By 1903 a new building had been erected on the site of the old Central House. This building was partitioned into four ground-floor units, with addresses 321, 323, 325 and 329 Main St. Much later these addresses became 119A, 119, 117 and 115 N. Main St. The original addresses represented that this was the third block from the beginning of town going south.

The new addresses represented that this was the first block from the center of town, going north.

Buildings on both sides of the old hotel were demolished and rebuilt at about the same time, resulting in new buildings at 109-121 N. Main St. by 1905. This stretch began with the post office, which moved into the lobby of the Westover Hotel in 1907, and ended with the C.C. Cowan Furniture & Undertaking Establishment.

Between these lay four stores on the site of the old Central House: Ideal Shoe Store (115), H.H. Hunt Photography & Mrs. Hunt Millinery (117), Sam & Mack’s Barber Shop (119) and the China Shop (119A). As far as we can tell, there has never been a structural fire in any of these buildings.

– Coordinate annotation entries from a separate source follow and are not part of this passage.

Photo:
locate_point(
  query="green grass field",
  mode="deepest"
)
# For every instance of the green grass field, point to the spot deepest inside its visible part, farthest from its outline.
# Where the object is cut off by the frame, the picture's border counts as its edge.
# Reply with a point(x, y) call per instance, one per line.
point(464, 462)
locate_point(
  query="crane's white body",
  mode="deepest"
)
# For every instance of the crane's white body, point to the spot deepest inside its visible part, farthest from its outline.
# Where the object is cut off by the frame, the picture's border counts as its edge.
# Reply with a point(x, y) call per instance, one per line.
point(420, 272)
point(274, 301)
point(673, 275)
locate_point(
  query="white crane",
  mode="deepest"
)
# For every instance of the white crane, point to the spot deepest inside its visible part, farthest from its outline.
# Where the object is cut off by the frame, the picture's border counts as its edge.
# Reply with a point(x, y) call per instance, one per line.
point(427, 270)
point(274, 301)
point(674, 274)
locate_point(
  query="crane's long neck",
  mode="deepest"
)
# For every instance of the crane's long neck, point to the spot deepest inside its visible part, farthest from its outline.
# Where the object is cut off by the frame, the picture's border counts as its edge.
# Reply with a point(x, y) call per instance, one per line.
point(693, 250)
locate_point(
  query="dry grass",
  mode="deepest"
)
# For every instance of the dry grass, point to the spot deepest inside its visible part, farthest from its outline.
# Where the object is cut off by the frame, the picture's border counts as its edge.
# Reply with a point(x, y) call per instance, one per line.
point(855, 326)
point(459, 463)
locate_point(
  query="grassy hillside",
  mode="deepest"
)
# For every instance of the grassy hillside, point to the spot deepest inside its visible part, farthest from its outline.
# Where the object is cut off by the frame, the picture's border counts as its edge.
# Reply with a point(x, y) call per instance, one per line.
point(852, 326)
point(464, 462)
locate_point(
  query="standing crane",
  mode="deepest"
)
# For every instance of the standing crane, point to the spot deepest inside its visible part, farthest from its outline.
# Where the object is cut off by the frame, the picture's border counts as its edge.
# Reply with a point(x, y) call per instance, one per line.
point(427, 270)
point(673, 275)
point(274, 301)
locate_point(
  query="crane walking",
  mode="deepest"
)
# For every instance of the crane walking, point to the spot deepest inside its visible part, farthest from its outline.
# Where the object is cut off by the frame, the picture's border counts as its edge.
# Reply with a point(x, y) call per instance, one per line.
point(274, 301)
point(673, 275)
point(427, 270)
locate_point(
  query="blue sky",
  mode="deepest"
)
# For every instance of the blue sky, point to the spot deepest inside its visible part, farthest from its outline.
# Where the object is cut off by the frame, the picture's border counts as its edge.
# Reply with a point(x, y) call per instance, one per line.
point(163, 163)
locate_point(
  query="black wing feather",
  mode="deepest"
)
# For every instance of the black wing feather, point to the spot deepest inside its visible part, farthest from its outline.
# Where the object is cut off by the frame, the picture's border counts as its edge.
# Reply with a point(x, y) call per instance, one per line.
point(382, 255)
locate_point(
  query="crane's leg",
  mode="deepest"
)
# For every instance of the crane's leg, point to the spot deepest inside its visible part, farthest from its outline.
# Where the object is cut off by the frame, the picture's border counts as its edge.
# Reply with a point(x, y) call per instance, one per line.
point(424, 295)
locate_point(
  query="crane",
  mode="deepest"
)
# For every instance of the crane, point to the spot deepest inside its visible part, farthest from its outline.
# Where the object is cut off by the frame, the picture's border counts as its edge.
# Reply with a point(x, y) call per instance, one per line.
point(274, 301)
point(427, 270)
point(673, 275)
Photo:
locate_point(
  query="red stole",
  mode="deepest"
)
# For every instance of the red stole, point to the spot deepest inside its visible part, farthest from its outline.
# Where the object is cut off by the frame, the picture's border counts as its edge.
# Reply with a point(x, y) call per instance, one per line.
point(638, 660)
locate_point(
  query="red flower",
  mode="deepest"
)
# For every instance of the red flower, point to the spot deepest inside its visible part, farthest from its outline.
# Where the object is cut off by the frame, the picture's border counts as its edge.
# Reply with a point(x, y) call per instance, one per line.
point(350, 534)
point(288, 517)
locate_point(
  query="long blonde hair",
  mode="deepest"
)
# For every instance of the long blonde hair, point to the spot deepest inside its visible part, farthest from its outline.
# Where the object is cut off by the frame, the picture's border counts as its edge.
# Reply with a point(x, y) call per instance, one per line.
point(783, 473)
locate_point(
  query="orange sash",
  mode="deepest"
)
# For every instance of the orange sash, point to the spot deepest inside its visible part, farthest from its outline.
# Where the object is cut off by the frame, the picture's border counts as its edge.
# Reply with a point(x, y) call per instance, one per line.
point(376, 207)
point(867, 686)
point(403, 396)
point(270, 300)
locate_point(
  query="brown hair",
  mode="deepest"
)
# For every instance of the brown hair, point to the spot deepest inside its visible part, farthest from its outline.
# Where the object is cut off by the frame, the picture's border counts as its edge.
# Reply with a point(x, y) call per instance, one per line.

The longest-lived business at 119 was a barbershop, which existed under three different owners from 1903-1955. The business that may surprise most Farmvillians was one that was relatively short-lived: Mick-or-Mack Grocery (1937-1941).

The record for the most businesses coexisting at 119 was four: Collins Florist, Western Union Telegraph, Leese’s Pastry Shop and Garland & Harwood Insurance are all listed at that address in the 1965 Hill’s Farmville City Directory.

This article has been re-printed from Farmville the Magazine October 2017.